🤖 AI Summary
To address high end-to-end latency, poor deadline adherence, and low throughput in DNN task offloading from resource-constrained mobile edge devices under heavy load, this paper proposes a lightweight real-time scheduling framework. Our method introduces: (1) a low-latency DNN task abstraction model coupled with a dynamic bandwidth estimation algorithm for fine-grained communication cost modeling; and (2) a joint scheduling strategy integrating device resource availability, discretized network state representation, and priority-aware preemption.

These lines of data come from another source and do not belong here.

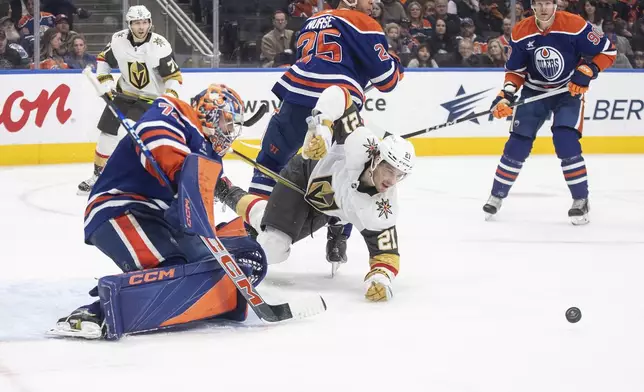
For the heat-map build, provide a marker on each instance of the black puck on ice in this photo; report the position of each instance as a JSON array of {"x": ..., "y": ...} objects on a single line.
[{"x": 573, "y": 315}]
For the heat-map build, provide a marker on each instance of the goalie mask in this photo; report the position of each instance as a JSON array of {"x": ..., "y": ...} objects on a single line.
[
  {"x": 393, "y": 162},
  {"x": 136, "y": 13},
  {"x": 221, "y": 113}
]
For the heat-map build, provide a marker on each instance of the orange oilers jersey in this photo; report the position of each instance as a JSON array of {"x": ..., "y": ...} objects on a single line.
[
  {"x": 339, "y": 47},
  {"x": 170, "y": 129},
  {"x": 543, "y": 60}
]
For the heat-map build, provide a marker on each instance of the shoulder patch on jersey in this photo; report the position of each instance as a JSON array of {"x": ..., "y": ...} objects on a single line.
[
  {"x": 524, "y": 29},
  {"x": 360, "y": 21},
  {"x": 565, "y": 22}
]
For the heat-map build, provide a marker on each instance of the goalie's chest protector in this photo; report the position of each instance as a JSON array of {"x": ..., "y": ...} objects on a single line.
[{"x": 138, "y": 64}]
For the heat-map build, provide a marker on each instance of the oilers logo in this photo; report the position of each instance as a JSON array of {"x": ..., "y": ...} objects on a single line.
[{"x": 549, "y": 62}]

Evaluated on a Raspberry Pi-based edge cluster, the framework reduces average end-to-end latency by 38.2%, significantly improves deadline satisfaction rate and task throughput, and demonstrates practical efficacy and deployability in a real-world industrial sorting scenario.
📝 Abstract
In this paper, we present a solution for low-latency deadline-constrained DNN offloading on mobile edge devices. We design a scheduling algorithm with lightweight network state representation, considering device availability, communication on the network link, priority-aware pre-emption, and task deadlines. The scheduling algorithm aims to reduce latency by designing a resource availability representation, as well as a network discretisation and a dynamic bandwidth estimation mechanism. We implement the scheduling algorithm into a system composed of four Raspberry Pi 2 (model Bs) mobile edge devices, sampling a waste classification conveyor belt at a set frame rate. The system is evaluated and compared to a previous approach of ours, which was proven to outcompete work-stealers and a non-pre-emption based scheduling heuristic under the aforementioned waste classification scenario. Our findings show the novel lower latency abstraction models yield better performance under high-volume workloads, with the dynamic bandwidth estimation assisting the task placement while, ultimately, increasing task throughput in times of resource scarcity.